2026年全国学力テストが示したのは、算数・数学における「知識・技能」と「思考・判断・表現」の構造的な乖離だ。計算練習の量を増やすだけでは、24ポイントの差は埋まらない。

学習指導要領の本文には、算数・数学の目標に「思考・判断・表現」が明記されており、これは評価の観点であると同時に、学校と家庭が連携して育てるべき力だ。家庭でできる最初の一歩は「答えではなく根拠を聞く1分」だ。その小さな積み重ねが、記述問題の「諦め」を「挑戦」へと変えていく。


よくある質問(FAQ)

Q1. 「思考・判断・表現」の力は、中学生になってから伸ばせますか?

A. 伸ばせます。「書く型」を知らなかっただけのケースが多く、型を教えてから練習量を積むと比較的早く改善します。中学3年の夏から対策を始めた生徒が秋の模試でスコアが改善するケースは珍しくありません。

Q2. 塾に通わせれば「思考・判断・表現」は伸びますか?

A. 塾のカリキュラムによります。記述・証明の練習を意図的に組み込んでいる塾は効果的ですが、計算問題中心のカリキュラムでは「知識・技能」しか伸びないケースがあります。入塾前に「記述問題の指導方針」を確認することをお勧めします。

Q3. 小学生のうちに何かできることはありますか?

A. 算数の宿題で「どうして?」と問いかけることが最も効果的です。小学6年段階の算数「思考・判断・表現」観点の正答率は43.5%と低く、小学生のうちから「答えの根拠を話す」習慣をつけることが中学の証明問題への最大の備えになります。

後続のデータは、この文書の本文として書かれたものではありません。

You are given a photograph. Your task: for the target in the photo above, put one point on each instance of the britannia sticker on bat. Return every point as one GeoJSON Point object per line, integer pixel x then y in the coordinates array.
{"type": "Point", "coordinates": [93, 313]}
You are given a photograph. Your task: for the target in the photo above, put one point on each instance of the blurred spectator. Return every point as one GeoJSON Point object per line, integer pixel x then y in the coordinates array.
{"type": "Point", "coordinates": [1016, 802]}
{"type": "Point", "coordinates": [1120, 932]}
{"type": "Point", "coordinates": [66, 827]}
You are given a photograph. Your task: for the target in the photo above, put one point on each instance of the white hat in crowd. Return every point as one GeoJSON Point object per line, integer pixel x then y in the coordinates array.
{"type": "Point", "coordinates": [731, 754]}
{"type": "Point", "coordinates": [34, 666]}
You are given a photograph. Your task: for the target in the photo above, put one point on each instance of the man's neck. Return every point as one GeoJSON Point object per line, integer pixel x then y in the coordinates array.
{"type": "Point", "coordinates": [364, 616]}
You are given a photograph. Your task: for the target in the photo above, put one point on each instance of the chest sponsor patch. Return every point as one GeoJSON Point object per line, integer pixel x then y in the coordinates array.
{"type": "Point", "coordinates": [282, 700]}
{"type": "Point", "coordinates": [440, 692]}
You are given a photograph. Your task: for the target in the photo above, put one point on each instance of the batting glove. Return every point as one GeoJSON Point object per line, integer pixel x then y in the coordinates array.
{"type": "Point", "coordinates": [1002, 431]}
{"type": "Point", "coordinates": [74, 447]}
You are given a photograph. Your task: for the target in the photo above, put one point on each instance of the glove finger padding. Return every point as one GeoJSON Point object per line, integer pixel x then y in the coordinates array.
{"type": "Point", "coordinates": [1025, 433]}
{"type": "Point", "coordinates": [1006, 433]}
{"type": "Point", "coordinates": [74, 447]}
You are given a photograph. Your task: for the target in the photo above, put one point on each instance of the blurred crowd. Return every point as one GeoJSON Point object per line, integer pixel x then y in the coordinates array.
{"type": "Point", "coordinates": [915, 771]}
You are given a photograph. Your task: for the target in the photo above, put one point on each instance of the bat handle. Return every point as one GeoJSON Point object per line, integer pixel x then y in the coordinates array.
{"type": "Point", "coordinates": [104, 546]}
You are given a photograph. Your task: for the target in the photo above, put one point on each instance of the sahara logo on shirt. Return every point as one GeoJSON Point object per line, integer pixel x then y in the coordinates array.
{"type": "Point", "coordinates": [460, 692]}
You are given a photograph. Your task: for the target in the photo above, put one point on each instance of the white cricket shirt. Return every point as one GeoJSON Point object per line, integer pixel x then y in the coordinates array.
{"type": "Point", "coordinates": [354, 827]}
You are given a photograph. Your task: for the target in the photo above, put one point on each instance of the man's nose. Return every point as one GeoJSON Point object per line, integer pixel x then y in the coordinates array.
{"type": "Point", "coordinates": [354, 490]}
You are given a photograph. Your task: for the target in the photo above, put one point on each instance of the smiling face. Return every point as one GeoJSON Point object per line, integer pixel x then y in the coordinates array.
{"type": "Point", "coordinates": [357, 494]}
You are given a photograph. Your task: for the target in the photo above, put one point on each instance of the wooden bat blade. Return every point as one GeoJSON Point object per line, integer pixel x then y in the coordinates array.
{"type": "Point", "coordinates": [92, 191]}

Q4. SNSのスクリーンタイムと学力の関係は確かですか?

A. 2026年度の全国学力・学習状況調査のアンケートでは、平日のSNS・動画視聴時間が「3時間以上」の中学生が約5割(49.1%)に達し、利用時間が長い生徒ほど全教科で正答率が低い傾向が確認されています。ただし相関であり因果関係の特定には追加研究が必要です。

Q5. 2028年のCBT移行で何が変わりますか?

A. 全国学力テストは2028年度からCBT(コンピュータによるテスト)に完全移行し、経年スコア比較が可能になります。記述式の形式に変化が生じる可能性があり、特に「データの活用」領域での記述力がより問われるようになる見通しです。


参考文献

  • 文部科学省・国立教育政策研究所「令和8年度全国学力・学習状況調査 報告書・集計結果」(2026年7月16日公表)
  • 国立教育政策研究所「令和8年度全国学力・学習状況調査 分析結果」(2026年8月3日公表)
  • 文部科学省「中学校学習指導要領(平成29年告示)解説 数学編」
  • 日本経済新聞「全国学力テスト、記述式で苦戦 中3数学は正答率39%」(2026年8月)
  • リシード「2026年度分析結果公表、国語・英語に共通の弱点は『根拠を示す力』」(2026年8月4日)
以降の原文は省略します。